Projekty... nie wiem o co w nich chodzi i jaką mają cel? Nie dość, że i tak mamy dużo stresów w szkole i brak siły na naukę to mamy jeszcze tracić czas na jakieś projekty? OBOWIĄZKOWE! Pani Hall chyba się w głowie poprzewracało! Może Ona uwielbiała siedzieć w książkach i utrudniać sobie życie.
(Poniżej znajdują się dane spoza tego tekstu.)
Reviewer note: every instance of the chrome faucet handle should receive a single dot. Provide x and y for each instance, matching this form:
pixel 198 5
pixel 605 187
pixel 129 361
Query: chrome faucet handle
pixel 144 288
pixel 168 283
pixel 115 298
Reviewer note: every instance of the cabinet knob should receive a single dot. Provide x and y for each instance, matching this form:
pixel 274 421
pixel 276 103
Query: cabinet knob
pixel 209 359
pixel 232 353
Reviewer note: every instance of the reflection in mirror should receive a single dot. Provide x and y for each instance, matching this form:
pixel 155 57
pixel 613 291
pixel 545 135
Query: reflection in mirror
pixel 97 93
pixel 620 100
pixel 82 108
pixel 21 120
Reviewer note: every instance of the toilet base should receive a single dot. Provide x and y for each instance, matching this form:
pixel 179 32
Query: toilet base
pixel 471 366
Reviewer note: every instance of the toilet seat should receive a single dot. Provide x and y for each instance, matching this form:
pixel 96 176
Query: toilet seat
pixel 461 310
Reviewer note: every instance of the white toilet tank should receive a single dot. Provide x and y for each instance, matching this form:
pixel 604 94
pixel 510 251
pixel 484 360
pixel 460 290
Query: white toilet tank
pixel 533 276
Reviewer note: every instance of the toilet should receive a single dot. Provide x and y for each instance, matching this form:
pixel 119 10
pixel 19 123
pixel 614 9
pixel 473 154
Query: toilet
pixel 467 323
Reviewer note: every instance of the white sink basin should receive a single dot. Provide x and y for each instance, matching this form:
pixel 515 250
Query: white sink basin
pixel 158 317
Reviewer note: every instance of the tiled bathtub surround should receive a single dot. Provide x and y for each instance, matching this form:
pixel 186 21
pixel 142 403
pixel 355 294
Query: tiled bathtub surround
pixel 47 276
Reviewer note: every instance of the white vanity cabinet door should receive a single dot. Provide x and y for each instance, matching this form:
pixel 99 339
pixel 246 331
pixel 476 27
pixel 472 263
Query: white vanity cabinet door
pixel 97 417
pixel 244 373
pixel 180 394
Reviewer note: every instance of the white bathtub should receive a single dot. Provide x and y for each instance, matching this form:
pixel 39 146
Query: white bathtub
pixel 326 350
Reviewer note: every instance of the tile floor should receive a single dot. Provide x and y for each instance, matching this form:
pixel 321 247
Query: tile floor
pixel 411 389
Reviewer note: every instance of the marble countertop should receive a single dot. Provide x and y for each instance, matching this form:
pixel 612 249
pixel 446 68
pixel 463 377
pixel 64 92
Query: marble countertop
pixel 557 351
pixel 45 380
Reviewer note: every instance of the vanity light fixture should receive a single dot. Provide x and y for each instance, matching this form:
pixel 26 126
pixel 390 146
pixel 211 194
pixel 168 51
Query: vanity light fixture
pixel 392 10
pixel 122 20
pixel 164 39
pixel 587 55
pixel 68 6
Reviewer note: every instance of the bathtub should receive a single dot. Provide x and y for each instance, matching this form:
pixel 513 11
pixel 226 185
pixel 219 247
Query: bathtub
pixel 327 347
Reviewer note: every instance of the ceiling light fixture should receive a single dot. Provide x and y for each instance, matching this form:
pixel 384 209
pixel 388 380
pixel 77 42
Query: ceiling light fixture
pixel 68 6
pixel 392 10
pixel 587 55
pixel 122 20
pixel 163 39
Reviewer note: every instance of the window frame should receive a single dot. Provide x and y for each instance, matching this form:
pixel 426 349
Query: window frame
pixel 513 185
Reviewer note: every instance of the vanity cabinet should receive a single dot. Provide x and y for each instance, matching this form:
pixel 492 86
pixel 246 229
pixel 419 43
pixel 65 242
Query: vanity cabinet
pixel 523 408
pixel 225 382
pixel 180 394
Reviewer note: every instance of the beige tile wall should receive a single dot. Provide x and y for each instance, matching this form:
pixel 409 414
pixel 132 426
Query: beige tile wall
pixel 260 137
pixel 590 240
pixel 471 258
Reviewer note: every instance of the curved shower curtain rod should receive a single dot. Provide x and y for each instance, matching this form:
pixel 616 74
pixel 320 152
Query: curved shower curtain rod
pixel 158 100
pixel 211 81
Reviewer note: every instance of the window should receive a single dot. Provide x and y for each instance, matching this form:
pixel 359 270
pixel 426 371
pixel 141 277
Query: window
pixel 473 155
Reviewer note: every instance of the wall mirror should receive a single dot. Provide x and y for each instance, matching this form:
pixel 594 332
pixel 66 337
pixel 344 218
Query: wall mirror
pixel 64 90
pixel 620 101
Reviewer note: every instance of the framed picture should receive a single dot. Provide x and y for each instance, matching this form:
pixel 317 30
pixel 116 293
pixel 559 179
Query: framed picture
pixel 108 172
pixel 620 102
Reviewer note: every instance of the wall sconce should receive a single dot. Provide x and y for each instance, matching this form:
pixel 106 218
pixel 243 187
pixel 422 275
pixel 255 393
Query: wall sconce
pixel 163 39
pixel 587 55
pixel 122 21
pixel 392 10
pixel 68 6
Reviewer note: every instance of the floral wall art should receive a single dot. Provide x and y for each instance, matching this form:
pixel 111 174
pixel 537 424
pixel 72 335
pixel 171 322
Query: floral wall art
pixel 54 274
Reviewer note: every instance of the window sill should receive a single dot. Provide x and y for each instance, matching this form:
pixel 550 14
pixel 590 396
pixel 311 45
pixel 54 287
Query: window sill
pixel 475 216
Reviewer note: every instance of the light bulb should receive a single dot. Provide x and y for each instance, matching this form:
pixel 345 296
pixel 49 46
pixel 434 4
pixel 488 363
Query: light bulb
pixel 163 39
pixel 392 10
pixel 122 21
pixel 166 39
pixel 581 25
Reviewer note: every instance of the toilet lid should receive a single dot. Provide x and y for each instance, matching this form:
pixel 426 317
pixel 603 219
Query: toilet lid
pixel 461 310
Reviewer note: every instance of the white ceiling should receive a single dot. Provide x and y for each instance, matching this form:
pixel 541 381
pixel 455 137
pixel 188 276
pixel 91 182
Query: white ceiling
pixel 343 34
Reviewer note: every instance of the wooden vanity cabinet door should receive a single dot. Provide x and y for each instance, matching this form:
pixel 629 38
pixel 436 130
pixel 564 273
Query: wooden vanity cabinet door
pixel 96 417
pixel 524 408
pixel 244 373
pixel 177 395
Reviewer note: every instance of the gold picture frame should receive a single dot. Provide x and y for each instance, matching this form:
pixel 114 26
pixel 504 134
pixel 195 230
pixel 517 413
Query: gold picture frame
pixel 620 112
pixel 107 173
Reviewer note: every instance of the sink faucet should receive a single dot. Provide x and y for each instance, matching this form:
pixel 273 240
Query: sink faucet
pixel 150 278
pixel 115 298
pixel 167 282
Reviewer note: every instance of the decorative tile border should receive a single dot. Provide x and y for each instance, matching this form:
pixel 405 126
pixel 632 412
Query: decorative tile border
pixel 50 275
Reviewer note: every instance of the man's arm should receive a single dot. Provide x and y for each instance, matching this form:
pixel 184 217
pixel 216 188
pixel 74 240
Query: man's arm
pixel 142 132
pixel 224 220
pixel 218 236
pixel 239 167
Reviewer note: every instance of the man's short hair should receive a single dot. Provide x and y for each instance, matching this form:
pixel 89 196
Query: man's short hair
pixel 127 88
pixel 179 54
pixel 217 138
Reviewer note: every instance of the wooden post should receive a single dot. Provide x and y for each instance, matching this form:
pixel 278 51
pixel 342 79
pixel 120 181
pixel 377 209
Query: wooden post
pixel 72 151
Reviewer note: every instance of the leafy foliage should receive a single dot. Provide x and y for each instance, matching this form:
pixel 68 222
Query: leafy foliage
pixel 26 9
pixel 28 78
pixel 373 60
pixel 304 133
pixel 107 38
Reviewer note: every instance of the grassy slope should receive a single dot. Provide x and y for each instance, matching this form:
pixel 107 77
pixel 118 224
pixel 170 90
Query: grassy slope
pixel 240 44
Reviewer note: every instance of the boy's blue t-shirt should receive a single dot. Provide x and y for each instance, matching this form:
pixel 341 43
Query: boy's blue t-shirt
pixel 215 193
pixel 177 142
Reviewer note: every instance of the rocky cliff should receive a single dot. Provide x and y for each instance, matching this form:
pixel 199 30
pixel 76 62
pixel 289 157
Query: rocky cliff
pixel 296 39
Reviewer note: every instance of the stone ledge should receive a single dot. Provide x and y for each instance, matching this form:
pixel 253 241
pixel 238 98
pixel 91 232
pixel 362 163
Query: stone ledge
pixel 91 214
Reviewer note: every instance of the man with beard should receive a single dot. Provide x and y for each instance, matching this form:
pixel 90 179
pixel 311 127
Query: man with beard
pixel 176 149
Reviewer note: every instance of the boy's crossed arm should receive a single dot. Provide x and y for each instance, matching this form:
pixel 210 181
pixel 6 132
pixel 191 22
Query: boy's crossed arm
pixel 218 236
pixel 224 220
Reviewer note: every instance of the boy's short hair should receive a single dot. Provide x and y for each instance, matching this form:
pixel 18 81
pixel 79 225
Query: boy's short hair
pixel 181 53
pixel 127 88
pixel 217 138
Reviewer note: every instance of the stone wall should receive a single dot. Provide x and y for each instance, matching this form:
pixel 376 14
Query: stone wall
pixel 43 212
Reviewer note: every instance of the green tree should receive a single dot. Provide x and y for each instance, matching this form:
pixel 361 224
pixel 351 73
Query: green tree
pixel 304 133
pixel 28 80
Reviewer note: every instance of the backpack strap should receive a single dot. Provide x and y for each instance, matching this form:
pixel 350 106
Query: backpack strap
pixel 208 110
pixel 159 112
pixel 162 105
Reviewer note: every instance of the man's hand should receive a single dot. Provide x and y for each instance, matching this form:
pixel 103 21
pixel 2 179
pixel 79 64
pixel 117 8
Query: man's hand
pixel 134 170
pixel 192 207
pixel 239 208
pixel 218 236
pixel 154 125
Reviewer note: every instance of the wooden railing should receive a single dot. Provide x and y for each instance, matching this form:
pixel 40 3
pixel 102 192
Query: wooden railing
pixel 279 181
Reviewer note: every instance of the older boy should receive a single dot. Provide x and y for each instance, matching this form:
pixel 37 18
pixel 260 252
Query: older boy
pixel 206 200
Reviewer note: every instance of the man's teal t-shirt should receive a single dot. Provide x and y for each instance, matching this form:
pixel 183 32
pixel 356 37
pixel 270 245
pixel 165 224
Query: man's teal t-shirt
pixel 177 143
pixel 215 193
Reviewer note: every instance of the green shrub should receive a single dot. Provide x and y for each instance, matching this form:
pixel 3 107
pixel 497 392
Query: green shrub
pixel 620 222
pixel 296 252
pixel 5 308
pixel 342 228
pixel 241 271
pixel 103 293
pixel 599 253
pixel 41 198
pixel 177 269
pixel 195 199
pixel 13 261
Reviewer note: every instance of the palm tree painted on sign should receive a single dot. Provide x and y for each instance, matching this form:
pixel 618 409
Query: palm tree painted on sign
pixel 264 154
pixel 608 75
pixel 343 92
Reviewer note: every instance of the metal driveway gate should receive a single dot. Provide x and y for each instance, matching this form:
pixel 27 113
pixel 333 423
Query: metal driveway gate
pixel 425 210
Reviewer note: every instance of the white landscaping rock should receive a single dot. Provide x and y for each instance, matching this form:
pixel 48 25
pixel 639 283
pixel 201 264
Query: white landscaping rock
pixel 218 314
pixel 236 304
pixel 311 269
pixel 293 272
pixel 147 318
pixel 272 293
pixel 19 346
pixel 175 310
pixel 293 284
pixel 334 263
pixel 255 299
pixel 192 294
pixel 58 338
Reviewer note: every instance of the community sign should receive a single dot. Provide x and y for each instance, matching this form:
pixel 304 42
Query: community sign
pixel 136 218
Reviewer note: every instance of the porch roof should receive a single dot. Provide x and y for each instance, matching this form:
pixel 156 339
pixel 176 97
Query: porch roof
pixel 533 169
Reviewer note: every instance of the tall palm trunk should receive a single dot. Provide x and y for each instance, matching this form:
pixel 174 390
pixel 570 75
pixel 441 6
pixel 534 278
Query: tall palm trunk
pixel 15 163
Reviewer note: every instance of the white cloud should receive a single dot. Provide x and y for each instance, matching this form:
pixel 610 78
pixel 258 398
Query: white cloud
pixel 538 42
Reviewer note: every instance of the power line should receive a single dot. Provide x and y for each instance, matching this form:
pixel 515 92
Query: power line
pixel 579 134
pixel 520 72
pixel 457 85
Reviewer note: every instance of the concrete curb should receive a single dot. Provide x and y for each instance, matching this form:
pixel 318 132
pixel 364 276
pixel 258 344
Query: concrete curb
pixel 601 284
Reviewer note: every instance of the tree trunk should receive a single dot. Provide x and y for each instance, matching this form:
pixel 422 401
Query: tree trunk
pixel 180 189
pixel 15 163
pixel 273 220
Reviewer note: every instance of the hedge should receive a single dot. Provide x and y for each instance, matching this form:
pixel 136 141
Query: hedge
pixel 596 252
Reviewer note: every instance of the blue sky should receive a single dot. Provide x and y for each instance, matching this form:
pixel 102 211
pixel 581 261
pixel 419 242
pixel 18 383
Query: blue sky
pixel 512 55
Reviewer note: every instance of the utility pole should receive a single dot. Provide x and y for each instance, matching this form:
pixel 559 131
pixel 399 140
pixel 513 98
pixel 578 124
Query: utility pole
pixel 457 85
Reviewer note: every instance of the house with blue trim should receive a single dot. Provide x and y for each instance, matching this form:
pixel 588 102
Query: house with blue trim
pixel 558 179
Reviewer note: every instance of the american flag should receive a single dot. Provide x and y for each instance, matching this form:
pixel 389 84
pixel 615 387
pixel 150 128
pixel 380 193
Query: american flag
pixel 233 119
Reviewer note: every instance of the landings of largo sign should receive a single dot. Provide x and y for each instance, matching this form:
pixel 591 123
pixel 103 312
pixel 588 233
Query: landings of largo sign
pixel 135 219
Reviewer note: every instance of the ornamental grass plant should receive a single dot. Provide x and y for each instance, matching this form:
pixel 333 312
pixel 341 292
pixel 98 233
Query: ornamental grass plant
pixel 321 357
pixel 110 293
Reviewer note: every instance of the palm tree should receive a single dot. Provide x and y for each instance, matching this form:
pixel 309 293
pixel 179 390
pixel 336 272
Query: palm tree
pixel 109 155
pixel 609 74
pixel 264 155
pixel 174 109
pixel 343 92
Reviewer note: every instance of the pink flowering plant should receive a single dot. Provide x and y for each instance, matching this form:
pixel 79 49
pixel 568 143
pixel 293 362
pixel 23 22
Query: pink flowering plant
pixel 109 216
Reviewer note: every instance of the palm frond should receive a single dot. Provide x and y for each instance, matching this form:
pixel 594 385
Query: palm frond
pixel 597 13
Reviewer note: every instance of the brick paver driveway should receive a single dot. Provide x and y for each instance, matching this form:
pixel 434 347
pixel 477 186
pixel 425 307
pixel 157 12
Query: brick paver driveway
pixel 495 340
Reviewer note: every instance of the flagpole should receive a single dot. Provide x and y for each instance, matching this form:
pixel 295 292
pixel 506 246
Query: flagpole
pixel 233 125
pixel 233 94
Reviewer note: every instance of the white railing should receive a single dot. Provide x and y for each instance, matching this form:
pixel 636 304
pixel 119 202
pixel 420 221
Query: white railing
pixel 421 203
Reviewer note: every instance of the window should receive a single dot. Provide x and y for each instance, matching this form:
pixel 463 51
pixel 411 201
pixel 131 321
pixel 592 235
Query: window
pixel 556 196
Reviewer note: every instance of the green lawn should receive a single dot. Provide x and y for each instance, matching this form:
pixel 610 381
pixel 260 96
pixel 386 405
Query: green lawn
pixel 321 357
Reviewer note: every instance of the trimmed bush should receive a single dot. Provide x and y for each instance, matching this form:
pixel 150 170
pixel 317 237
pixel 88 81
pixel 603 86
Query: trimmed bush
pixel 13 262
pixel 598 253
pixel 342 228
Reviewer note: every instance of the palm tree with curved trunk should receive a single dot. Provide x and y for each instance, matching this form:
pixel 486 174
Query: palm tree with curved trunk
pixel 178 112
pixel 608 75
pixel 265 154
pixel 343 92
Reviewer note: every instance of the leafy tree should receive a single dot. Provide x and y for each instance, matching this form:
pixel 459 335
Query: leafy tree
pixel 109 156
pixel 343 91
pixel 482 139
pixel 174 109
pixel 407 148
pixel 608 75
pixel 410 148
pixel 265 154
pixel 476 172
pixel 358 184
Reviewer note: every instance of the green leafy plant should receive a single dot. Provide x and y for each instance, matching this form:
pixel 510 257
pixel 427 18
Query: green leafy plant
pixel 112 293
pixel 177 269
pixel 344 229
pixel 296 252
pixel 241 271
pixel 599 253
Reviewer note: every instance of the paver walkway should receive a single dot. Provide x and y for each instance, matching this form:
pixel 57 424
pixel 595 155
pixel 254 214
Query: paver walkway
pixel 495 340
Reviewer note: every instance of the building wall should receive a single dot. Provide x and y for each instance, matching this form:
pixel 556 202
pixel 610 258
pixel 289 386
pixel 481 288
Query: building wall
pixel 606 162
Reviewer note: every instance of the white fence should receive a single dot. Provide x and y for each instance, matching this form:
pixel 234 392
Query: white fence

Często jest tak, że mamy po 4-5 klasówek na tydzień. Nauczyciele nazywają to "kartkówkami" aby móc robić nam tego jak najwięcej. jestem przerażona matematyką w przyszłym roku - nie jestem orłem, tak samo angielski, który w mojej podstawówce był olewany przez panią. Poszaleli z tymi językami! Rozumiem, są potrzebne, ale ktoś może nie mieć zdoloności itp. Bez przesady, wymagają biegłej znajomości w gimnazjum. Jeśli już tak im zależy na językach to niech zrobią na teście zadania na poziom podstawowy, a jak ktoś lubi i zna język to niech zdaje sobie rozszerzony i będzie miał większe szanse na szkołę. Oliwa sprawiedliwa. Chyba w tej komisji nie mają dzieci. Myślę, że oni dobrze zdają sobie sprawę, że jest niemożliwością dla przeciętnego ucznia opanowanie materiału z III klas. Ok, rzeczy podstawowe tak, ale to co oni chcą zrobić na tym teście to porażka... Tyle lat było dobrze, przyszła sobie Hall i dokłada dzieciom stresu i kłopotów, nie dość, że i tak dużo tego jest. Nie rozumiem idei tych całych testów... musisz pobić w matmie swoją nauczycielkę i znać angielski lepiej niż Brytyjczyk i mieć wiedzę profesora polonistyki, historii, mieć wiedzę jak lekarz o budowie człowieka... Nie rozumiem też tych lekcji EDB, mój nauczyciel nawet się nie wysila żeby zaprowadzić spokój na lekcji, więc co My z niej wyniesiemy? Nic nowego się zresztą nie dowiaduję, naprawdę, nie mam podręcznika, bo nie chce narażać mamy na koszty, książki są i tak zdecydowanie za drogie (i jeszcze ten badziewny znaczek ";zgodne z nową podstawą programową" za który trzeba płacić, tak jak w sklepie za firmę produktu, dodatkową kasę) i sprawdziany z Edukacji piszę polegając tylko na swojej wiedzy i mam 4 lub 5. Ogólnie to wszystko jest dziwne... Nie dość, że w lll klasie trzeba się przygotowywać do testów to jeszcze mamy jakieś projekty i inne gów*a, które zabierają czas. Nie rozumiem...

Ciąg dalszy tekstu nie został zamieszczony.